In 1973, when I was eighteen, I headed off for college with two of my best friends from my hometown– Donna and Pam. We had not done the exhaustive search for a college that students do now. Donna wanted to be an art teacher and she learned from Mrs. Babb, the art teacher at our high school, that she’d graduated from Atlantic Christian (A.C.) College in Wilson–a small liberal arts school. Pam planned to major in medical technology and I wanted to pursue nursing. We asked Donna if A.C. had those majors and when she said “yes” we decided to go together to check out the college. I liked that it was a small school and the pre-nursing classes, including chemistry, would have less than a hundred students–much smaller than at a university. College didn’t seem so intimidating when it was faced with two close friends.
There was a shortage of dorm space and the three of us were assigned to one large room with two small closets in Harper Hall. We didn’t care that it would be cramped because we were so excited to be going to college, expanding our horizon from our hometown of Sanford. Pam and I let Donna take the lead in picking out our color scheme since she was the art major and we wanted matching bedspreads–like girls do. She chose a Mod Explosion of yellow, orange, and lime green– ‘so Donna’ as we remember those warm colors that she loved.
On move-in day, we met the two girls across the hall– Debbie and Kay. They were both only children from even smaller, more rural areas than Sanford. Both were friendly and soft-spoken. Soon we were frequenting each others’ rooms, often sharing snacks and stories from our first days of college. We ate meals together in the cafeteria, including the ‘mystery meat’ casseroles provided for all of us hungry coeds. If the meal was disgusting, we could always walk across the street from our dorm to Tweeties– a grill that made fantastic hamburgers and carried our favorite chocolate candy bars.
Last Friday, Donna, Pam, Kay, Debbie and I returned to Atlantic Christian, which has been renamed Barton College. Our old dorm, is now the Welcome Center and houses many of the administrative offices.
Our rooms on the second floor are now large storage closets. Walking down the long hallway, I saw staff staring at computer screens in rooms that used to be the scene of girls gathering. That one phone booth for the entire floor was now closed off. In my mind’s eye, I could still see us taking our plastic baskets of toiletries, towels under our arms, and heading down that long hallway to the large shower room–hoping no one would pull the fire alarm. If it was one o’clock, you could hear the theme music for The Young and the Restless playing from the televisions in the girls’ rooms. Some were such devotees of the newer soap opera that they planned their schedules so no class would interview with their relationship with Brad– the primary hunk of the show.
After we visited Harper Hall last Friday, we walked around campus, reminding each other how it used to be, the buildings that had been taken down since our time.

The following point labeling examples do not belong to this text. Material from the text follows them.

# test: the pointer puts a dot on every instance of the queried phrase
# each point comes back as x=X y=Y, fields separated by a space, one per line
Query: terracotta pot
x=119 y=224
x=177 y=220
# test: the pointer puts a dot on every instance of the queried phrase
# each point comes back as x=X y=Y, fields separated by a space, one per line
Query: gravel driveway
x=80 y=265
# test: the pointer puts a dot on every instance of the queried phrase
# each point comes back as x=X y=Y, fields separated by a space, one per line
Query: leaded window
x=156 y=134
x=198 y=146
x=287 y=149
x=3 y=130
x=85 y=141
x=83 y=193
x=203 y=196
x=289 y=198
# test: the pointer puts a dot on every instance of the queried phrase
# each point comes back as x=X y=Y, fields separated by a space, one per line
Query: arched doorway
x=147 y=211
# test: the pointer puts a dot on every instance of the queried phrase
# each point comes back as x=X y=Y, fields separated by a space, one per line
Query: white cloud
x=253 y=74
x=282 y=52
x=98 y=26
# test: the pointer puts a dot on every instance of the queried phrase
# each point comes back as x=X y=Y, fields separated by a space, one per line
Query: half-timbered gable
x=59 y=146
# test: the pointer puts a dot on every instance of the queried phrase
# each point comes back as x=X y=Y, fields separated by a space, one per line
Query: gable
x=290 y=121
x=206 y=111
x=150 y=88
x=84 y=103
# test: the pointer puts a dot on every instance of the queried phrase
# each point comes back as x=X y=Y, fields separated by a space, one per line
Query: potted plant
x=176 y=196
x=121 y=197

It was a bittersweet stroll, wishing we could recreate the campus as we knew it, recognizing that the college had to move forward. We remembered the old gym where Kay had taken Social Dance as one of her PE requirements. I had never seen couples dancing together except the slow dancing of high school parties. The PE classes back then had a recital of sorts, a final exam of doing a performance for the college. I remember thinking how I was too shy then to take that class, too afraid of having to dance a certain pattern. Imagining that old gym that was now a grassy lawn, I chuckled to myself to think of how boldly I dance at sixty-six years old when I was too scared at eighteen.
Eventually we came to the heart of the campus: the cafeteria and student center. We ate in the upstairs dining area that had a great view through the floor-to-ceiling windows of the fountain and campus. Often the fountain was the site of students being thrown in or overnight raids that produced a colored bubble bath. Once, I experienced the humiliation of that pool of water.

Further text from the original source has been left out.